There is already a moratorium in place that prevents hydraulic fracturing – also known as “fracking” – in North Carolina. Republican policymakers in the state are moving with remarkable speed, however, to change that.
The state House gave tentative approval Wednesday to a proposal that would allow natural gas drilling to start in the state as soon as rules for the industry are finalized. Senate Bill 786 passed its first of two votes, 63-52.The legislation was first unveiled in the House less than 24 hours before the vote, moving through two committees with almost no public notice. It was moved onto the House floor Wednesday through a parliamentary maneuver.
It’s not yet a done deal, but it’s close. The state House is expected to hold a final vote today, followed by action from the Republican-led state House. Gov. Pat McCrory (R), who would presumably sign the measure into law, could have the bill on his desk for consideration by next week.

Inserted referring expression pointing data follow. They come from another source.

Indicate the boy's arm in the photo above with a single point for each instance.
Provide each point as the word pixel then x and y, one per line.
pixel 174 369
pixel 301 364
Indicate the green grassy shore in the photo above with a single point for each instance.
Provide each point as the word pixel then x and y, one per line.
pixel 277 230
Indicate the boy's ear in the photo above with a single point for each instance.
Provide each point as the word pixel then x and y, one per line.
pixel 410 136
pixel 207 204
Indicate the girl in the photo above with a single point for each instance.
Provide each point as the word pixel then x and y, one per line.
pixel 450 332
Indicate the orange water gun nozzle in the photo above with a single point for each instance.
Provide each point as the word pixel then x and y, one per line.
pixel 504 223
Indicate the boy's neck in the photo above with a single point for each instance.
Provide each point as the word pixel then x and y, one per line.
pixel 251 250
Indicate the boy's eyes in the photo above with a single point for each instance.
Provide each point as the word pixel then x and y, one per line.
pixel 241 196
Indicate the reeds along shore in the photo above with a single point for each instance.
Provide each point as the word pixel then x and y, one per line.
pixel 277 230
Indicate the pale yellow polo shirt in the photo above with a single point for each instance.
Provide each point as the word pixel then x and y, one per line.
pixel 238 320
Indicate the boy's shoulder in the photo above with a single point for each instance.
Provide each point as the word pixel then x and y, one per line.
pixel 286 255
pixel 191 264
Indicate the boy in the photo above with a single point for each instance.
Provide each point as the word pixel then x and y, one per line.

The state House, it’s worth noting, is currently run by Speaker Thom Tillis (R), who also happens to be the Republican nominee for the U.S. Senate in North Carolina this year. He’ll face incumbent Sen. Kay Hagan (D) in the fall. And in this case, the state House Speaker doesn’t usually vote on legislation, but he made sure to cast a vote in support of fracking yesterday.
Note, the fracking bill would also make it illegal for anyone “to reveal a driller’s formula for fracking fluid.”

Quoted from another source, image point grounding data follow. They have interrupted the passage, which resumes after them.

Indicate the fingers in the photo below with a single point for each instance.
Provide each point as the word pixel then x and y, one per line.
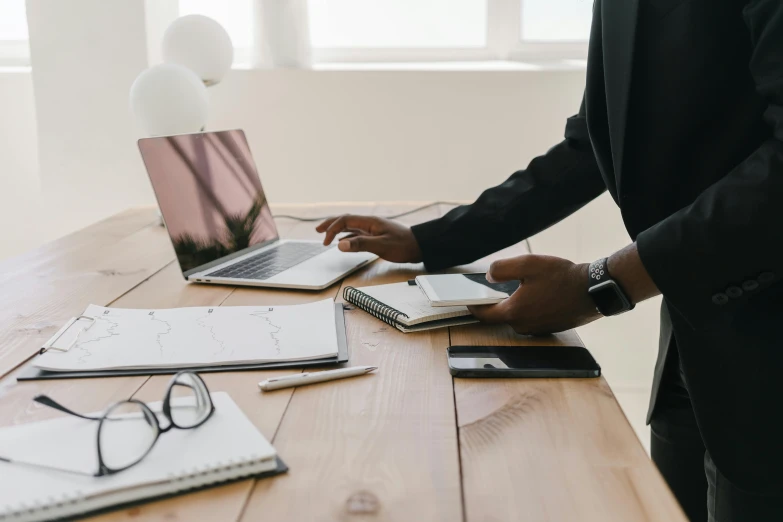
pixel 325 224
pixel 511 269
pixel 346 223
pixel 361 244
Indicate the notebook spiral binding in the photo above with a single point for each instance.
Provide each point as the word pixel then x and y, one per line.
pixel 372 306
pixel 22 509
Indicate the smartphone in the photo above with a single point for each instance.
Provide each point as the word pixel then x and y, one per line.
pixel 522 361
pixel 464 289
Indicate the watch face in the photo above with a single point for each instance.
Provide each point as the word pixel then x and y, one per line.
pixel 609 299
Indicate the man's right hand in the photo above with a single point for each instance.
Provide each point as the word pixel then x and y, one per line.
pixel 383 237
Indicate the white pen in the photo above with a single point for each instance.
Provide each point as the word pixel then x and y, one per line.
pixel 300 379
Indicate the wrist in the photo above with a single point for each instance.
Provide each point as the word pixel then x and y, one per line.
pixel 606 293
pixel 625 267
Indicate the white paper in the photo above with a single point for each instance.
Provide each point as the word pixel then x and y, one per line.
pixel 227 440
pixel 198 336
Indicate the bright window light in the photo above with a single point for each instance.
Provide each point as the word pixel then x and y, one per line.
pixel 556 20
pixel 13 20
pixel 398 23
pixel 235 15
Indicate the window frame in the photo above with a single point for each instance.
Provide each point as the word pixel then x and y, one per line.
pixel 504 42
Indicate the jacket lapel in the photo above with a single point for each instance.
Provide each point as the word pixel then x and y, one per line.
pixel 619 19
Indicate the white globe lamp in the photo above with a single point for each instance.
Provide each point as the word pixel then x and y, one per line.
pixel 169 99
pixel 200 44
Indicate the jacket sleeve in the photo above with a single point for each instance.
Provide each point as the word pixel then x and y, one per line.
pixel 711 256
pixel 552 187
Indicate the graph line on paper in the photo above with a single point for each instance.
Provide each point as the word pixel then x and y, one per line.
pixel 159 335
pixel 200 336
pixel 110 332
pixel 264 314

In the event of a catastrophe, however, the proposal allows first responders to “find out what chemicals they’re dealing with.” How generous of the bill’s sponsors to be so accommodating.

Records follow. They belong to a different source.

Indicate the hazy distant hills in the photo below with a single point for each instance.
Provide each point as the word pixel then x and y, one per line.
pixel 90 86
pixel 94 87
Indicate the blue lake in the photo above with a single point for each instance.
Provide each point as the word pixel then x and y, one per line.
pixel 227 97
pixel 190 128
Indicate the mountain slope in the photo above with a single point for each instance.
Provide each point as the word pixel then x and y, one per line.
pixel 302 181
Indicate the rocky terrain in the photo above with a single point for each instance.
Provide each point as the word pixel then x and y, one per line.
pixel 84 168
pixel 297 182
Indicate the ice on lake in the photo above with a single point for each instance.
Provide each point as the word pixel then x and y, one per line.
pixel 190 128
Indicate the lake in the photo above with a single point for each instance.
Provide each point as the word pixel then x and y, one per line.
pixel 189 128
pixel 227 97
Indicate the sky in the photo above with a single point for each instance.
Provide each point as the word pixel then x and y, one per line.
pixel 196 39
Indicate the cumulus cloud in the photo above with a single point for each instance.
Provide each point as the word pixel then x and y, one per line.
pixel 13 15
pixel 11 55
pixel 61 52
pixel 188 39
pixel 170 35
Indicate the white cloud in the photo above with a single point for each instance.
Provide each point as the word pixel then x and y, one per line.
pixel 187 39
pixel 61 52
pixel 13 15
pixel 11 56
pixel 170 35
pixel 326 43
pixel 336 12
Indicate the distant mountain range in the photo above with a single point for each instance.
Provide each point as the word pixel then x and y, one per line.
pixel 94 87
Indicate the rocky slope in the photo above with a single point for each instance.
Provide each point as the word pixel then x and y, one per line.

What if a local North Carolina community decided it wanted to prohibit fracking? Too bad – the pending legislation wouldn’t allow cities or towns to ban or limit the controversial practice.
And it’s not like North Carolina has had to deal with any environmental disasters lately that might make some communities skittish, right?
To be sure, the moratorium in the state probably wasn’t going to last forever, but GOP policymakers appear to be moving with remarkable efficiency to bring fracking to North Carolina as quickly as they can.
The bill repeals a 2012 requirement that lawmakers vote to approve rules for fracking before the state’s moratorium on it could be lifted. Instead, the state is directed to begin issuing permits for drilling 60 days after the state Mining and Energy Commission finalizes the rules.
Asked why lawmakers are rushing, Tillis told reporters, “I think it’s just a matter of why not get it done?”
In this case, “get it done” means moving forward on a controversial, potentially dangerous practice without debate or public comment.